The Mighty Mighty Bosstones "Where'd You Go?"
Still very much anchored by my love of the Cure and the Smiths, as well as seeing They Might Be Giants more times than I can remember, I started branching out into other genres of music. I enjoyed songs like "Our House" by Madness on the radio in my youth, but had never heard ska as a viable source to the angst-ridden soundtrack of my youth.
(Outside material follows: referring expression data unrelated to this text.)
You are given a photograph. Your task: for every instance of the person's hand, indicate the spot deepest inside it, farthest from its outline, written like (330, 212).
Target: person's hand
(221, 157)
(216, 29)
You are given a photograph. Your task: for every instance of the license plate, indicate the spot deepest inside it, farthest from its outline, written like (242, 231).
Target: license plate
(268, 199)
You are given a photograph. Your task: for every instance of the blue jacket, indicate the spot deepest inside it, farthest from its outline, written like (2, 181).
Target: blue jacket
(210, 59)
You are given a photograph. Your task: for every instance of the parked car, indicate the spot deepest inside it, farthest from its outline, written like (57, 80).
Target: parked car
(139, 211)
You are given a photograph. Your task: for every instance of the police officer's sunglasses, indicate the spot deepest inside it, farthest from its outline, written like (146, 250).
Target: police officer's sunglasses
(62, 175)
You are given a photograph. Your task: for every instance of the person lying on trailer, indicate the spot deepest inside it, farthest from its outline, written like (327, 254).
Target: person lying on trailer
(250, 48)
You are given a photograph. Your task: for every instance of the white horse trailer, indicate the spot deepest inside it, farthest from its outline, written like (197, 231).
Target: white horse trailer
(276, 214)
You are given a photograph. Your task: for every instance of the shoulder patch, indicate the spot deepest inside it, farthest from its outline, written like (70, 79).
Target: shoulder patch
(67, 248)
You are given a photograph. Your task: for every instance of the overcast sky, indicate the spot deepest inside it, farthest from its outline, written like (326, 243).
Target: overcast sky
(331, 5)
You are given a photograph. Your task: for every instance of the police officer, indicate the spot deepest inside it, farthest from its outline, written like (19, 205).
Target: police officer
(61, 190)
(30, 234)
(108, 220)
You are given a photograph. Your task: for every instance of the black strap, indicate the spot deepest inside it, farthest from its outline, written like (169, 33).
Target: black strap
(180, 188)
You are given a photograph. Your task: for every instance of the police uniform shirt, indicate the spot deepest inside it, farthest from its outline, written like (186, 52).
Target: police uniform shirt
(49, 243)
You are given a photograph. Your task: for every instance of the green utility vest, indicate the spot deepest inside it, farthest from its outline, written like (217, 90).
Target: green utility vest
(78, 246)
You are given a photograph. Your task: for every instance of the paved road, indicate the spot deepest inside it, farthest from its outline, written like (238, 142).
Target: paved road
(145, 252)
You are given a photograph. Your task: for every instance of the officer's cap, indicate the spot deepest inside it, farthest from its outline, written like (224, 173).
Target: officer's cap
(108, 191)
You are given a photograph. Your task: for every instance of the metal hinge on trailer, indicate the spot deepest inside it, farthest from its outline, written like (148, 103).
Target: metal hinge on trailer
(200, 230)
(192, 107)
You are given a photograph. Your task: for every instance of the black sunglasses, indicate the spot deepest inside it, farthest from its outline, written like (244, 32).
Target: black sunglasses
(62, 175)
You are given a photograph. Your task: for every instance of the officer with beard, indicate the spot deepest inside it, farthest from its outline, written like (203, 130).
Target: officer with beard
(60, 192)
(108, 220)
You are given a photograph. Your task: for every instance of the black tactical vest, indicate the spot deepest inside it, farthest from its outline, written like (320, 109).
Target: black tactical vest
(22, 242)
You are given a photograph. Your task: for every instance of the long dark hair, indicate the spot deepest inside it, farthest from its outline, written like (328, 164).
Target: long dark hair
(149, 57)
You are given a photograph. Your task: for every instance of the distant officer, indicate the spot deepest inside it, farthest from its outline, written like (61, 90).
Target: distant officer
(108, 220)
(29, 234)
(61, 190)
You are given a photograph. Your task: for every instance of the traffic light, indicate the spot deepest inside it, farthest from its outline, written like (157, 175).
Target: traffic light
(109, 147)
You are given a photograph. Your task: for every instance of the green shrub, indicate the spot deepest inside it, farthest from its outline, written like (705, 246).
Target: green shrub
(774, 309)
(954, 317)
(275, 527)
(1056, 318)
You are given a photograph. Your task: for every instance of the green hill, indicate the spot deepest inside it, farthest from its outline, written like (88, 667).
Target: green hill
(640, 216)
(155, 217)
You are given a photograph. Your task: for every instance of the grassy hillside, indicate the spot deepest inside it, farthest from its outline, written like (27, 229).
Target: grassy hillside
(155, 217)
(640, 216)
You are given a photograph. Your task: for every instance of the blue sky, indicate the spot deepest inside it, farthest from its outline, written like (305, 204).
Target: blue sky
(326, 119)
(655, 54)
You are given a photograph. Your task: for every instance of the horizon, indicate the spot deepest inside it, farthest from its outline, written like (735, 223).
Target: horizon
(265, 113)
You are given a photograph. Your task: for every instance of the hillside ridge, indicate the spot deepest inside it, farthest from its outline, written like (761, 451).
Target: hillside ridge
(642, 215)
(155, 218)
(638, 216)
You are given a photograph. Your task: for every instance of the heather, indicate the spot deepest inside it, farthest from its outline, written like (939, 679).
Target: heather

About halfway through high school, I discovered a band called the Mighty Mighty Bosstones. I first heard them with a 1993 song called "Someday I Suppose," which was featured on some monthly VHS video subscription that I had signed up for in a fit of wishing my parents had cable so I could watch 120 Minutes in the comfort of my own home. Sure, we would go over to my grandmother's house and I would turn on MTV, but they would always be playing some terrible pop block or Headbanger's Ball. If I knew then what I know now, I would have been happy to have any form of music on MTV.
The Bosstones made ska music, but it wasn't like anything I had ever heard before. They played "ska-core;" loud but tuneful songs with a frontman who sounded like he could scare away the meanest dog in my suburban neighborhood. The entire Don't Know How to Party album was in constant rotation in my three-disc shelf system.
Several months later, I remember having to participate in Secret Santa for choir. Each day, while everyone else got little trinkets and Hershey's Kisses stuffed into their sheet-music boxes, mine remained empty. It was pretty depressing. On the final day, however, a single gift appeared in mine. I opened it up to find More Noise and Other Disturbances, an earlier Bosstones album that I didn't know existed. "Where'd You Go?" was featured among a ton of other great songs with relatively low-production values.
The Bosstones have had their ups and downs over the years, most notably receiving one-hit-wonder status with their 1997 song "The Impression That I Get" from the album Let's Face It. I reviewed the album for my college newspaper, correctly predicting that if any one song was going to be a hit, that would be the one. You couldn't escape from it that summer.
I was introduced to other ska bands through their music but none of them ever seemed quite as vital as the Mighty Mighty Bosstones. They're still kicking around with great albums like 2002's A Jackknife to a Swan and 2009's Pin Points and Juke Joints. I buy each album as it is released, happily diving into their back catalog every time.